Composition is the point

A tool-call agent sees a menu. Seventy-two tools. Pick one per turn. Can't combine them. Can't filter results before returning them. Can't loop.

A REPL agent sees a programming environment:

const broken = await db.query(`
  SELECT e.*, m.error_rate FROM entities e
  JOIN metrics m ON m.entity_id = e.id
  WHERE m.error_rate > 0.05
`)
 
for (const svc of broken) {
  const analysis = await llm_query(
    `What could cause elevated errors in a ${svc.properties.tech_stack} service?`,
    JSON.stringify(svc)
  )
  print(`## ${svc.display_name}\n${analysis}\n`)
}

Query. Filter. Loop. Sub-LLM call per result. Formatted output. One turn.

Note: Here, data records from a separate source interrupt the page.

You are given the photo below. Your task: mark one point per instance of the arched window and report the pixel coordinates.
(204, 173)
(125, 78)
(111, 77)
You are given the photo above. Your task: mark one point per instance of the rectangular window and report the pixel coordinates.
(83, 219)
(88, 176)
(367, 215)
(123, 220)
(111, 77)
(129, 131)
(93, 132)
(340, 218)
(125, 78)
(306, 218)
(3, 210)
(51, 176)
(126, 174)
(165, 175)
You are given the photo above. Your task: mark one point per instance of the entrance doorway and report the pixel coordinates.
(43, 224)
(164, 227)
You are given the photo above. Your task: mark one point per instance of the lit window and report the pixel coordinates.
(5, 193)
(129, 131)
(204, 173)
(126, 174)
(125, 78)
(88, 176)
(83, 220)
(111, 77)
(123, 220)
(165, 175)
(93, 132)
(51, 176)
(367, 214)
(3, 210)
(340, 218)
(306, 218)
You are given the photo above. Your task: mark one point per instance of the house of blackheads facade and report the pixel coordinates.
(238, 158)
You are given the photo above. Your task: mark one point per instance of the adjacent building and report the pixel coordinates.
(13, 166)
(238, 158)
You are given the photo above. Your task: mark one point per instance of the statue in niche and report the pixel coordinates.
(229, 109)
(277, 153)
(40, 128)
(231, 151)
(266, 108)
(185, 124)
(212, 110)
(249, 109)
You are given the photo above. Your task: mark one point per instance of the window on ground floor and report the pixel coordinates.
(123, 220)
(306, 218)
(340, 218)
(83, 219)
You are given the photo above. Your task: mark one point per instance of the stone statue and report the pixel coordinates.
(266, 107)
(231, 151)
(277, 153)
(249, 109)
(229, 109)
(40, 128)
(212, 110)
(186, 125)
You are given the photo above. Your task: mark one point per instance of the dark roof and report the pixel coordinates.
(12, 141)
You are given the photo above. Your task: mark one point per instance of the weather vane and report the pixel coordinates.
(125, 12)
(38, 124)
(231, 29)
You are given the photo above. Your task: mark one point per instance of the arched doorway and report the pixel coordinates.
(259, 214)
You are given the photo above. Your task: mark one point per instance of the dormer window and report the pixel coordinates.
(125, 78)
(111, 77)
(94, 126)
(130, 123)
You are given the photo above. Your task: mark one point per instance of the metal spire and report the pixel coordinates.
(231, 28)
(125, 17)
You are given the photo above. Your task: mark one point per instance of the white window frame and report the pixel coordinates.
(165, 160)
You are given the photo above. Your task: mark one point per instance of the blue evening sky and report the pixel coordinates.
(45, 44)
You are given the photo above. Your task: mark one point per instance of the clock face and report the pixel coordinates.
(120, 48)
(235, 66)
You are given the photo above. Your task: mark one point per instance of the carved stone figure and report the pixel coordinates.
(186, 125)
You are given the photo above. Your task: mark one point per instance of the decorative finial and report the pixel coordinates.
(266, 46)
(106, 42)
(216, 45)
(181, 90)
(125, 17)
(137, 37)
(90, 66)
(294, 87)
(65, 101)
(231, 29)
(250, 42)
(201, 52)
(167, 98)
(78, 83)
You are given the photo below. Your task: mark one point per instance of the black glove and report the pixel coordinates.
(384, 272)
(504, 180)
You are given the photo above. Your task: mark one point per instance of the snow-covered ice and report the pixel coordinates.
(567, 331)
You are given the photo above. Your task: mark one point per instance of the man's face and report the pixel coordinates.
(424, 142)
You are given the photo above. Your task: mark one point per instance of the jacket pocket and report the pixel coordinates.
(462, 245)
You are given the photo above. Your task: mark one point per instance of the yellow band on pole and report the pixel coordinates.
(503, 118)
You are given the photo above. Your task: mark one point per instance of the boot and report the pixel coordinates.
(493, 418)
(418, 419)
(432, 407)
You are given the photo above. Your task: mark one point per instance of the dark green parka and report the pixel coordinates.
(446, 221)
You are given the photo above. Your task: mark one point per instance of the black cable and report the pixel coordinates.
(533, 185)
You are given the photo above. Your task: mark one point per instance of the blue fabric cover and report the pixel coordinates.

The agent didn't pick a tool. It wrote a program. And the program did things no tool menu could express: a filtered query joined with metrics, iterated with per-item LLM analysis, formatted for human consumption.

This is why the REPL wins even on simple tasks. Even a two-step task — read a file, extract a value — benefits from not polluting context with the entire file.

The simpler the task, the more wasteful the tool-call overhead looks.

What comes after

Once the REPL is the default loop, other things become possible.

Agents that persist across sessions — not by cramming history into a prompt, but by storing state in variables that outlive any single conversation.

Agents that hand off work to other agents by writing to shared channels, not by serializing context into tool calls.

Agents that improve over time by encoding what they've learned into their own working environment.

The scratchpad turns out to be the foundation, not the ceiling. But that's a different post.

For now: write code, execute it, print what matters, carry state forward. Let the context window hold reasoning, not raw data.

A scratchpad and a database. That's all it took.